I was reading some stuff on the internet that the aqua tech 30-60 that comes with the aquarium "kits" are identical to the pengium 330s except it has a different top and no bio wheel.

I heard if you buy a biowheel and top you can basically have the same thing. Is this true or has anyone done it?

I got a 30-60 aqua tech that came with my 'kit' and intersted in making it into a better filter.


----------



## SnowCichlid. (Jan 10, 2003)

Hmmm that sounds interesting ... I am not sure. BUT i do know this: If you want to go to walmart and tear open all of their equipments and test them before purchasing something you can. I use to work there a long time ago during High school to make some money... and they still have the smae procedures. I made them test a 10G tank that i bought there before becaseu the first one i purchased for my brother leaked so they had to fill it with water once takien out of the package and prove to me it was a good one for the 2nd one i purchsed :laugh:


----------



## MPower (Jan 29, 2003)

On the penguin 330 isn't there a slot for the bio wheel? Or does it have a platform that goes on top like the smaller penguins.


----------



## nitrofish (Jan 14, 2003)

it can be done, but it would cost about $36 each(not counting the media baskets), you can get a new 330 filter for less money from bigalsonline.com., but your right, they are basicly the same filter,everything is interchangeable.


----------



## ezlife (Jan 25, 2003)

So do you think that adding a bio-wheel will make a noticeable difference?

Because the regent aqua tech 30-60 AND emperor 400 will be for my 55 gallon use only. I figure since i already have the aqua tech, i might "improve it".

But your right, i can just buy a penguin 330 for cheaper money. I was looking at marineland website and for the cost of 1) new top 2) bio wheels 3) bio wheel inserts or whatever 4) Shipping and handling, these costs will add up to costing more than its worth, lol.

If its not going to make too big of a difference, i will just leave it alone and not worry about it.


----------



## nitrofish (Jan 14, 2003)

i like the bio wheels a lot, but im not sure how much better they are.they claim to filter 10 more gallons of water (up to 70 gallons) vrs aqua tech's 60 gallons.

I replaced all my aquatech filters with pengiuns and still was able to sell my old filters for $10-$13 on ebay.


----------



## KingJeff (Jul 22, 2003)

can u buy the tubing seperatly? mines messy and has algae growing inside of it. Right now i have an ac200 and the walmart filter. should i buy another ac 200 or keep the walmart one?


----------



## SimplyOrange (Jun 5, 2003)

ezlife said:


> I was reading some stuff on the internet that the aqua tech 30-60 that comes with the aquarium "kits" are identical to the pengium 330s except it has a different top and no bio wheel.
> 
> I heard if you buy a biowheel and top you can basically have the same thing.
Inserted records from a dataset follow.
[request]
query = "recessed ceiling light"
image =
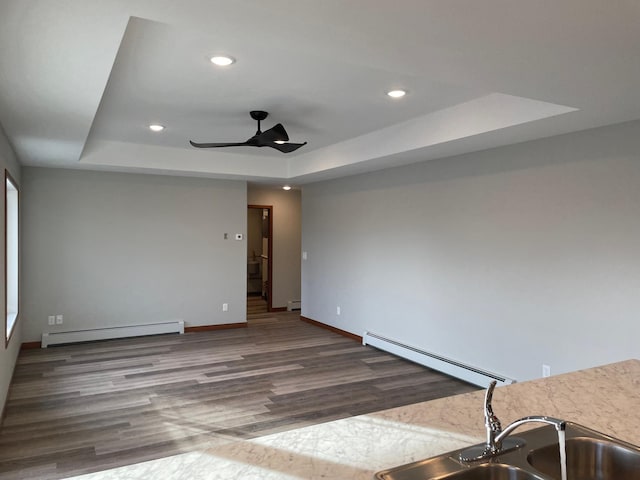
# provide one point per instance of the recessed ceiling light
(397, 93)
(222, 60)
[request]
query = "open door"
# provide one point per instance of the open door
(259, 256)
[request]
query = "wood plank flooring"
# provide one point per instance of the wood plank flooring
(89, 407)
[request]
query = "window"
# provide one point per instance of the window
(11, 254)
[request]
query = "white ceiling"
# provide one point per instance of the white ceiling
(80, 80)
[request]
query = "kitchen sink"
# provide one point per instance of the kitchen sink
(591, 455)
(588, 458)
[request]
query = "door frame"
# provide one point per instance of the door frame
(269, 253)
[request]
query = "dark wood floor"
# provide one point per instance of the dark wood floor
(89, 407)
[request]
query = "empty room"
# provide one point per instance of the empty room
(286, 239)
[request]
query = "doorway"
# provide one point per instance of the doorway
(259, 258)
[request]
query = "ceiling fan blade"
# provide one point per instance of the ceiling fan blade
(277, 132)
(214, 145)
(286, 147)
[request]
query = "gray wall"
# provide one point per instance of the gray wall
(286, 239)
(504, 259)
(8, 353)
(106, 249)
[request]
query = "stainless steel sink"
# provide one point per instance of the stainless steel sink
(590, 456)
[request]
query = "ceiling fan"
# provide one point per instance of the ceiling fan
(275, 137)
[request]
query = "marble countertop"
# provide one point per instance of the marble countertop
(604, 398)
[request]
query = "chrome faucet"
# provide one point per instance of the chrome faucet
(497, 441)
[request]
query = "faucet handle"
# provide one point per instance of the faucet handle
(491, 421)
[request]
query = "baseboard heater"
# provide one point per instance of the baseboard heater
(92, 334)
(451, 367)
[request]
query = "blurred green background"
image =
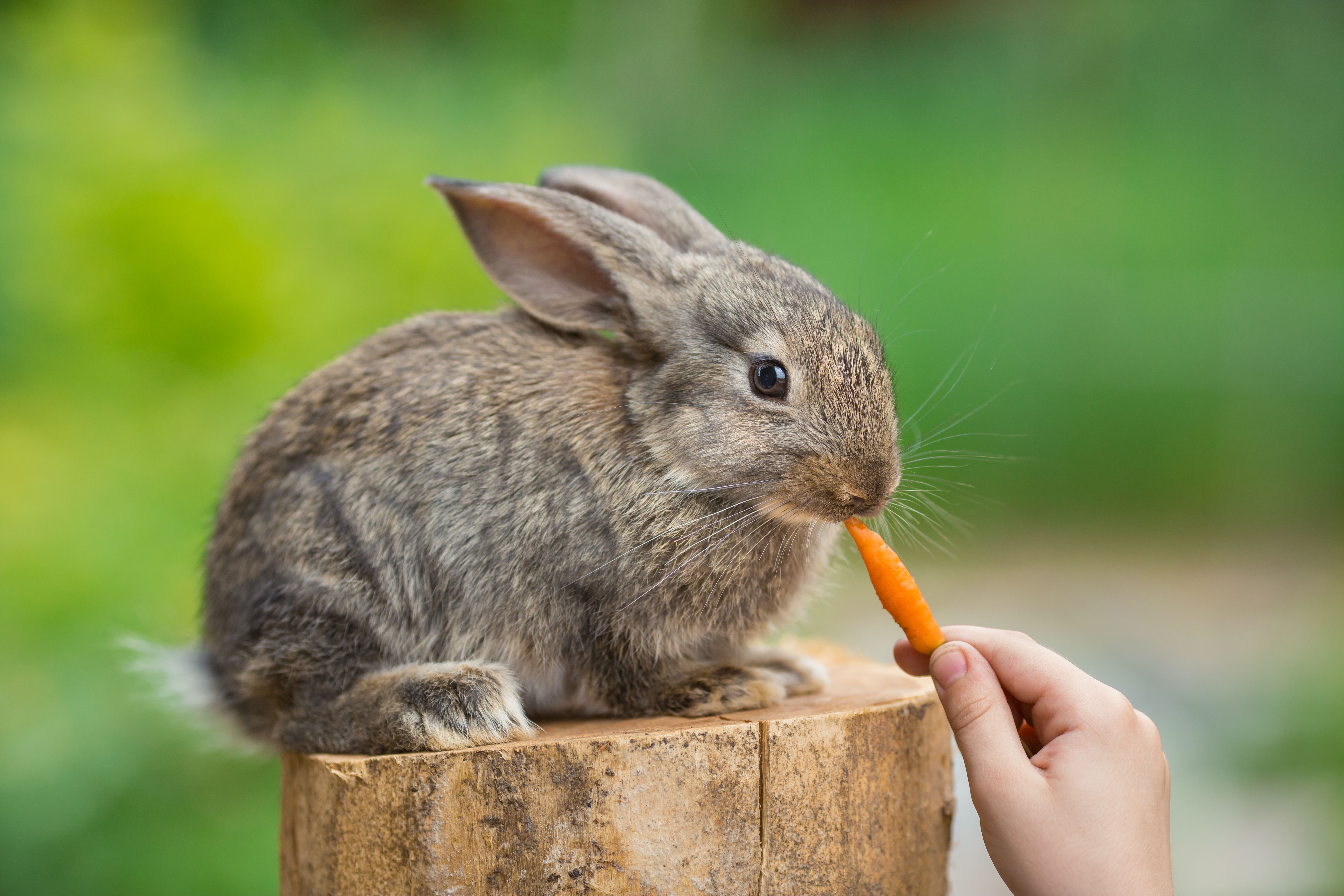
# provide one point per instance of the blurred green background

Is this true or has anyone done it?
> 
> I got a 30-60 aqua tech that came with my 'kit' and intersted in making it into a better filter.
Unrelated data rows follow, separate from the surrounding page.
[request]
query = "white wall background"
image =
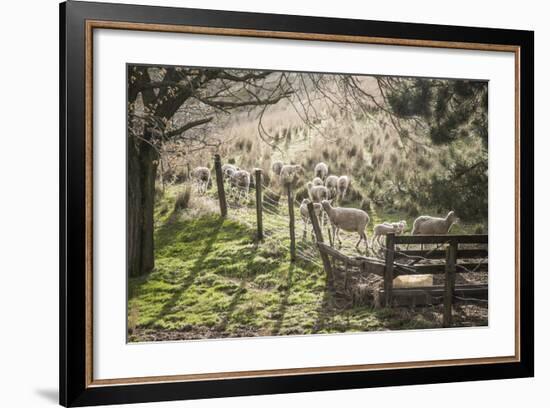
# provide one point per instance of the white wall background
(29, 204)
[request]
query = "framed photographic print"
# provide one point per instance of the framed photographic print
(255, 203)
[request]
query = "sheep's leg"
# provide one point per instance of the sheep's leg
(333, 234)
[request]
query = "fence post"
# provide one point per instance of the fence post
(319, 237)
(388, 274)
(259, 212)
(450, 275)
(219, 181)
(291, 223)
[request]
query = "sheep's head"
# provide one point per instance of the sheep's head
(452, 218)
(326, 205)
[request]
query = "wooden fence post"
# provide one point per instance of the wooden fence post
(291, 223)
(319, 237)
(388, 273)
(219, 181)
(450, 275)
(259, 212)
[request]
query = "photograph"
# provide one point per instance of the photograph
(270, 203)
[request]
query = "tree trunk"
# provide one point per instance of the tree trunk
(142, 168)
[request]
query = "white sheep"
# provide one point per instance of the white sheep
(400, 226)
(317, 193)
(227, 168)
(290, 174)
(343, 185)
(240, 182)
(348, 219)
(317, 182)
(321, 170)
(332, 184)
(317, 208)
(201, 176)
(276, 167)
(428, 225)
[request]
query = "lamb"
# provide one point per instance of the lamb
(318, 182)
(276, 167)
(348, 219)
(400, 226)
(201, 176)
(228, 168)
(332, 184)
(240, 181)
(428, 225)
(343, 185)
(321, 170)
(290, 174)
(386, 228)
(317, 208)
(317, 193)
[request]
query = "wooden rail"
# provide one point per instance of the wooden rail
(452, 266)
(259, 208)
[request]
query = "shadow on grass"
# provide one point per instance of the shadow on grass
(222, 326)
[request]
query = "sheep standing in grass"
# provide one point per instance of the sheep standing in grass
(332, 184)
(399, 225)
(201, 176)
(318, 182)
(428, 225)
(321, 170)
(318, 194)
(317, 208)
(348, 219)
(240, 183)
(343, 185)
(228, 168)
(276, 167)
(290, 174)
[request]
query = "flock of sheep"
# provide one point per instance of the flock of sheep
(323, 190)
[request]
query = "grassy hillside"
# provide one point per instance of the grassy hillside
(213, 279)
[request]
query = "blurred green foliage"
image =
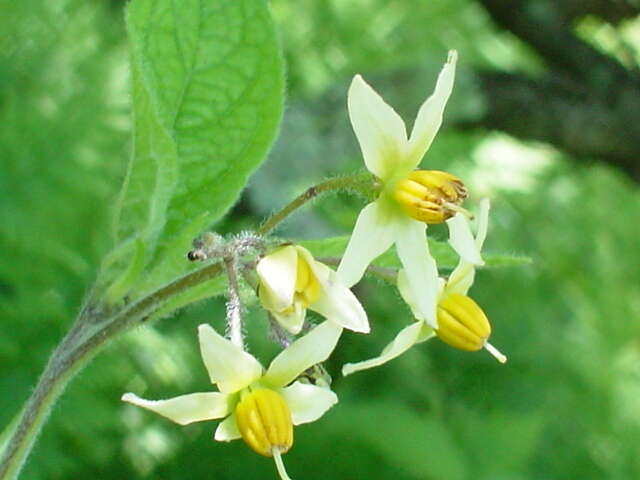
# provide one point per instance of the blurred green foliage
(564, 406)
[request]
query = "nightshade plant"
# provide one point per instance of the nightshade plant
(207, 99)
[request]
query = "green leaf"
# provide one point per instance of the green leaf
(124, 282)
(417, 445)
(208, 91)
(445, 256)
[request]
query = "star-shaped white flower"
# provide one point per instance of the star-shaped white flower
(291, 281)
(392, 158)
(458, 283)
(238, 375)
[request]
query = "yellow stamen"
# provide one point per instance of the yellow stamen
(307, 285)
(264, 420)
(463, 325)
(280, 464)
(430, 196)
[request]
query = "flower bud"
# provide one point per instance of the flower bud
(430, 196)
(463, 325)
(264, 420)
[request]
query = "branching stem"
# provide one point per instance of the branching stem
(361, 182)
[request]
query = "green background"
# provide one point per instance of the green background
(566, 405)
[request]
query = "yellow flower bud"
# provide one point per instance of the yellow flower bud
(430, 196)
(307, 285)
(463, 325)
(264, 421)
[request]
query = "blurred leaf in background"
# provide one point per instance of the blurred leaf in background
(566, 403)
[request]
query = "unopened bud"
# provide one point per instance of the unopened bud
(307, 285)
(463, 325)
(430, 196)
(264, 420)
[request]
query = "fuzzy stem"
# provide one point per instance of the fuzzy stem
(234, 306)
(361, 182)
(95, 328)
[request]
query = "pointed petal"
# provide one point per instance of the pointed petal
(429, 116)
(227, 430)
(312, 348)
(185, 409)
(277, 274)
(463, 275)
(408, 337)
(421, 269)
(379, 129)
(372, 235)
(462, 241)
(336, 302)
(230, 367)
(407, 294)
(308, 402)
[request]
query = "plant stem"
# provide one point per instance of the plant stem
(234, 306)
(361, 182)
(94, 328)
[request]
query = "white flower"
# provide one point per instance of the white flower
(291, 281)
(452, 298)
(409, 199)
(245, 388)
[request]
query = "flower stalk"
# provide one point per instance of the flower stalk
(95, 327)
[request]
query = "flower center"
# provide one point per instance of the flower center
(430, 196)
(264, 420)
(463, 325)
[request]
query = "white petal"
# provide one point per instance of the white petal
(336, 302)
(372, 235)
(185, 409)
(308, 402)
(408, 337)
(407, 294)
(429, 116)
(277, 273)
(312, 348)
(420, 267)
(379, 129)
(462, 241)
(483, 222)
(293, 321)
(230, 367)
(227, 430)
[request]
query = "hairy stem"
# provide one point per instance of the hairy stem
(234, 306)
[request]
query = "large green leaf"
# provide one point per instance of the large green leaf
(208, 94)
(445, 256)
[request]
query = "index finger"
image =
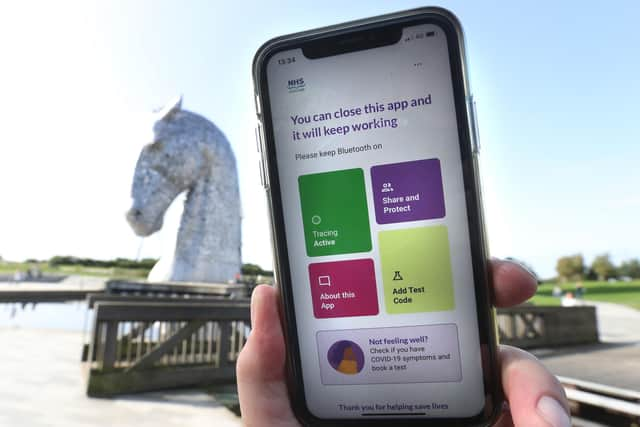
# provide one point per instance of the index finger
(512, 283)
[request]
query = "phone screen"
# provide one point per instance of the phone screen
(373, 199)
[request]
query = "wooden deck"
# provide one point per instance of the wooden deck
(43, 385)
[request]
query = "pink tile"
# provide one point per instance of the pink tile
(343, 288)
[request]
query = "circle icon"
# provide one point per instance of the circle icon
(346, 357)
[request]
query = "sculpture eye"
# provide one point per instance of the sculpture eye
(157, 145)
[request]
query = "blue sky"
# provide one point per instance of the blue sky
(557, 88)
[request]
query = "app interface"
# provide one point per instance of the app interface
(376, 225)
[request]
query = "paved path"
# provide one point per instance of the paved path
(41, 384)
(617, 323)
(614, 362)
(616, 365)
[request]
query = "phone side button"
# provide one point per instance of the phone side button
(257, 133)
(261, 173)
(476, 131)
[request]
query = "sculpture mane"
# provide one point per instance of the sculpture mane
(189, 153)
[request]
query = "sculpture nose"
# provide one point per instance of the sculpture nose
(134, 215)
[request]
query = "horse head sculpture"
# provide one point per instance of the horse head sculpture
(189, 153)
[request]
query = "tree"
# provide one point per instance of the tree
(570, 267)
(603, 267)
(630, 268)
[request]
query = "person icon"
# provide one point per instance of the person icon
(346, 357)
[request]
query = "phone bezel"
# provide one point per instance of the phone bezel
(486, 322)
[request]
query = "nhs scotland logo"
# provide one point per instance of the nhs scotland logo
(296, 85)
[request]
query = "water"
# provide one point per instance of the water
(71, 316)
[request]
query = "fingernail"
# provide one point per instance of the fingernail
(523, 266)
(553, 412)
(254, 306)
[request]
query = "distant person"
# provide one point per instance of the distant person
(580, 290)
(569, 300)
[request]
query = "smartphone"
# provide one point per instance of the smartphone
(369, 159)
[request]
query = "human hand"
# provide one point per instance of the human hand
(535, 397)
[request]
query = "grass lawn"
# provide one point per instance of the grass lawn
(627, 293)
(8, 268)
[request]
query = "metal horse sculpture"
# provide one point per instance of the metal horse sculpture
(189, 153)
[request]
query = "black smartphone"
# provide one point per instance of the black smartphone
(369, 160)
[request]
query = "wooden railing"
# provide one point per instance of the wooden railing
(156, 344)
(602, 403)
(535, 326)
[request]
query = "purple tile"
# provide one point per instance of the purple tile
(409, 191)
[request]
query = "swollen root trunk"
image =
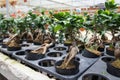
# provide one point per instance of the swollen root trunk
(42, 49)
(68, 61)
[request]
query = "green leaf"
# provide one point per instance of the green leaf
(57, 28)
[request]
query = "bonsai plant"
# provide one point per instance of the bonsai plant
(69, 24)
(112, 23)
(39, 52)
(42, 22)
(114, 66)
(68, 66)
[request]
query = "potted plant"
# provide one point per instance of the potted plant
(68, 24)
(42, 22)
(68, 66)
(112, 23)
(114, 66)
(38, 53)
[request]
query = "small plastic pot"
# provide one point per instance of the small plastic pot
(20, 53)
(59, 48)
(1, 40)
(71, 71)
(101, 49)
(54, 54)
(92, 76)
(109, 52)
(29, 41)
(67, 44)
(33, 56)
(25, 45)
(37, 43)
(47, 63)
(13, 48)
(107, 59)
(4, 45)
(88, 54)
(113, 70)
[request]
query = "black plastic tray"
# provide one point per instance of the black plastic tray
(85, 63)
(31, 46)
(99, 68)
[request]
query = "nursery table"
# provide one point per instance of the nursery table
(13, 70)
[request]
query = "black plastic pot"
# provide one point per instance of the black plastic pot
(101, 49)
(47, 63)
(109, 52)
(13, 48)
(92, 76)
(67, 44)
(88, 54)
(54, 54)
(72, 71)
(33, 56)
(81, 48)
(1, 40)
(113, 70)
(75, 58)
(107, 59)
(53, 45)
(4, 45)
(29, 41)
(59, 48)
(37, 43)
(25, 45)
(21, 53)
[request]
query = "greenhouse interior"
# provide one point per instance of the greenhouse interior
(59, 39)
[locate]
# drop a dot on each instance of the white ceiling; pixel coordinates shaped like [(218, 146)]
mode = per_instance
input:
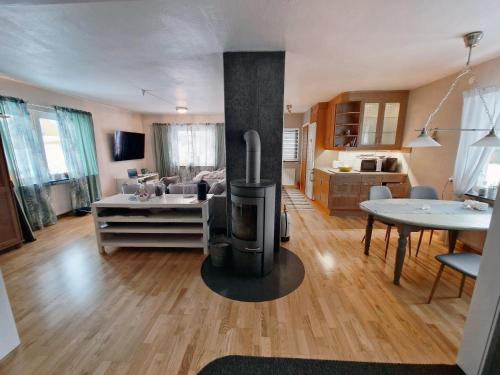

 yup i did. im using the one from walmart and have the penguin for back up and or waitin for my lazy ass to buy the extra parts to get that one to work.

petsmart.com has it for under $20 (if i remember correctly) but its only worth it if you buy more stuff and do freeship for $50+ orders. i got the bio125 for my 18tgallon. it was like $17-$18 (i needed other stuff so it was worth it.

shoot i would just buy a bunch of those PowerFilters and sell em.


----------